Hunger and poverty are not accidents—they are the result of social and economic injustice and inequality at all levels.
Ending hunger and malnutrition amid a changing climate hinges on our ability to address inequalities in food systems.
CARE’s “SuPER” approach encourages investments in agriculture that promote:
- Sustainable agricultural systems grounded in healthy ecosystems, stable, accountable and enduring institutions and sustainable financing;
- Productive, (including profitable, and nutrition-sensitive) intensification interventions that are ‘climate smart’ and increase returns on investment for farmers;
- Equitable outcomes in smallholder agriculture by enabling access to equal rights, opportunities, resources and rewards, taking into account the needs and constraints of women farmers, and supporting access to affordable nutritious food for all;
- Resilient i.e. able to withstand and bounce back from environmental and economic shocks and stresses, including those exacerbated by climate change.

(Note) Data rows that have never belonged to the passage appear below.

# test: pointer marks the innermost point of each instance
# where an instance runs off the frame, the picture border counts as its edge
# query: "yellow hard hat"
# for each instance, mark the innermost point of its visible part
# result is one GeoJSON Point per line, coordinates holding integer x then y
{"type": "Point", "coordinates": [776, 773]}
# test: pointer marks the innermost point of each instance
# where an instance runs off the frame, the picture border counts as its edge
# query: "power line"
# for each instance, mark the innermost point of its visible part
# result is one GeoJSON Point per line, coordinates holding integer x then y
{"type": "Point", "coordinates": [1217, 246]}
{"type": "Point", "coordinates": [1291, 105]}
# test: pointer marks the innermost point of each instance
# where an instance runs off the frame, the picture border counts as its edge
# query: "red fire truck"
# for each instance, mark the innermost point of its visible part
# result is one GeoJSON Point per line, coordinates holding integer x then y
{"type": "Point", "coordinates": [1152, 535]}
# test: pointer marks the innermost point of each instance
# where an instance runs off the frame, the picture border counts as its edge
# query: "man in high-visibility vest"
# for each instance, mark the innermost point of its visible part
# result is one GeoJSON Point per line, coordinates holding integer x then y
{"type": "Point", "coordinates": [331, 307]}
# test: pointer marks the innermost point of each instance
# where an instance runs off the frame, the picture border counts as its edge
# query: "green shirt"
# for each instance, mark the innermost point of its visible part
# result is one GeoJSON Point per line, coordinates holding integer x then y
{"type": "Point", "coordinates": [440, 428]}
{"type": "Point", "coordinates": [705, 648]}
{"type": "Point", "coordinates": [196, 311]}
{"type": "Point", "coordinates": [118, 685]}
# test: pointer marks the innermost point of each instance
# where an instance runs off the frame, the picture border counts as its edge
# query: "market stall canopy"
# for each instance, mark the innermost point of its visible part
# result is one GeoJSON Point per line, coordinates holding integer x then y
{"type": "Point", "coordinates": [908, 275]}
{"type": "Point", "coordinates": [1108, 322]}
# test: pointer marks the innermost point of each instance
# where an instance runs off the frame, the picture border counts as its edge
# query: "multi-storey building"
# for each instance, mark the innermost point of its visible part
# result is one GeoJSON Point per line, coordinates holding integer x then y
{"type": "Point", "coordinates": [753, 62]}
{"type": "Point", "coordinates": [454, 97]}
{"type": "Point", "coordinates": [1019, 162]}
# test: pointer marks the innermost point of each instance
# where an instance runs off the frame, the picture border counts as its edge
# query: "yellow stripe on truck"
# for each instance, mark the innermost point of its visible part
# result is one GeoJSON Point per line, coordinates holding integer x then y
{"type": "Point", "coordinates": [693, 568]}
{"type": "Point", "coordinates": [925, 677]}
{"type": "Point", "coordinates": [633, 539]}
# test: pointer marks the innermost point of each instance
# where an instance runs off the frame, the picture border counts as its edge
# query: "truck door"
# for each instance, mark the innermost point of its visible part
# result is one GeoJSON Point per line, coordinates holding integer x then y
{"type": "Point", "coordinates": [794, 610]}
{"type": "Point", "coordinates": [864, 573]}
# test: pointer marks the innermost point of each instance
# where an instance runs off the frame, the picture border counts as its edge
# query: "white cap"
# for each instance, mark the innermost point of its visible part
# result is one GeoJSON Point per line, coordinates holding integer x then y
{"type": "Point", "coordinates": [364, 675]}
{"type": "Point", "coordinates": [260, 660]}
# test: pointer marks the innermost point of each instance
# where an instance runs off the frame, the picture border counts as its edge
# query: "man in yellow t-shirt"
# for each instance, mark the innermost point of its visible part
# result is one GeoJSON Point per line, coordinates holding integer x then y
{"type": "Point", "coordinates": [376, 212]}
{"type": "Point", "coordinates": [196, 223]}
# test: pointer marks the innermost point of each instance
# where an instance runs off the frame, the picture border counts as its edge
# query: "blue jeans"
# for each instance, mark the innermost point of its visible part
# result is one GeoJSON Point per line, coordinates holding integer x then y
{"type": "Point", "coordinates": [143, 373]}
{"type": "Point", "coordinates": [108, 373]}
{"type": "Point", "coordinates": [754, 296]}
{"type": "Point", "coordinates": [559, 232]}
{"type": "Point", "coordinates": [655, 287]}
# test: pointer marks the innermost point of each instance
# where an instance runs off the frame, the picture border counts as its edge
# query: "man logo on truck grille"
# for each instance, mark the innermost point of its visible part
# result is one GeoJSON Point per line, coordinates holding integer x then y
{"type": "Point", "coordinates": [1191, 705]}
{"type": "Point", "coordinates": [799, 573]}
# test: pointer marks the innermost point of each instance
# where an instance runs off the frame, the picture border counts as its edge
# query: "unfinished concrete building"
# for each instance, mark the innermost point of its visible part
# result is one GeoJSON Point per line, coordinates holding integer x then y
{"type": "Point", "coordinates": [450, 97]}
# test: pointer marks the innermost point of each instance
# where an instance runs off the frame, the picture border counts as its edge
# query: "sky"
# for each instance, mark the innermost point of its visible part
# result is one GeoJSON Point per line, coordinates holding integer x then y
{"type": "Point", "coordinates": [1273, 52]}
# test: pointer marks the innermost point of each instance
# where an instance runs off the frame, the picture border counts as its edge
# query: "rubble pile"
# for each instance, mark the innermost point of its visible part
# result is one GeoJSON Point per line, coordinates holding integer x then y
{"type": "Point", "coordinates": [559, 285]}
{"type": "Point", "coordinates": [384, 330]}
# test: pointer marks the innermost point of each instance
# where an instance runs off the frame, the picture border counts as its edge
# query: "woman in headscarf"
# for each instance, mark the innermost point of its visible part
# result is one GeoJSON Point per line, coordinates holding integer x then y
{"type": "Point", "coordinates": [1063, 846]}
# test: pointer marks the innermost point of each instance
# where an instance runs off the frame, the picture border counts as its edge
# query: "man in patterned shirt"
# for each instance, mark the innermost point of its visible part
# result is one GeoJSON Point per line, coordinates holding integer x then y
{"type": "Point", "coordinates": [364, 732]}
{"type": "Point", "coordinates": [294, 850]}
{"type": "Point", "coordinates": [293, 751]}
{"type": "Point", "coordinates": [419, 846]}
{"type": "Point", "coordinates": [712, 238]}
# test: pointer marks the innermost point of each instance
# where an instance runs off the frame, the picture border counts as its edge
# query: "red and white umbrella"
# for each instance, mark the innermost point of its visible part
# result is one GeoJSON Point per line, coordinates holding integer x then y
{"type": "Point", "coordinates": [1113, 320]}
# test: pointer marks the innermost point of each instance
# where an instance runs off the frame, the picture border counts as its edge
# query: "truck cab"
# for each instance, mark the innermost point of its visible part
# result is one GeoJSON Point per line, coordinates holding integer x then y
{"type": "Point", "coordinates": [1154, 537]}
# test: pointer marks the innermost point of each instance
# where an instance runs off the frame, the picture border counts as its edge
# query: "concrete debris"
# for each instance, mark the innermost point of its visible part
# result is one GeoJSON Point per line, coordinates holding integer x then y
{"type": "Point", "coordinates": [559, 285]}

Source : CARE International. FAO, “The SuPER approach to smallholder agriculture.”
The reality of inequality is no truer than for women. Representing half the world’s population, women control far less than their fair share of the world’s resources. Inequality shapes who has access to food and the resources to grow it and buy it. It governs who eats first and who eats worst. Inequality determines who can adapt to a changing climate.
Smallholder farmers, especially women, must be at the centre of our efforts to ensure the availability of quality food and livelihood opportunities for the world’s poorest and most vulnerable people. Appropriate policies and funding mechanisms can help these farmers contribute to climate change adaptation and mitigation, while building more resilient communities around the world.
Download CARE Canada's Food and nutrition security and climate change policy brief [PDF]
The following recommendations underscore critical approaches by which the Government of Canada can support more sustainable, productive, profitable, equitable and resilient food systems, to help communities build resilience and adapt to climate change, while simultaneously mitigating their greenhouse gas emissions.
The Government of Canada should adopt a food systems policy centered on the potential of women smallholder farmers to stimulate economic growth, strengthen community resilience, and promote climate change adaptation and mitigation.
The Government of Canada should promote more sustainable, productive, profitable, equitable and resilient food systems by putting end-users at the centre of agricultural innovation creation processes, and by working with farmers’ organizations as mechanisms for promoting local governance systems’ responsiveness to farmers’ interests and needs.
The Government of Canada should support time-saving and value-adding post-harvest systems and technologies for women farmers.
The Government of Canada should support initiatives that promote women-led social enterprises involved in the production and sale of safe, sustainable and affordable fuel energy units.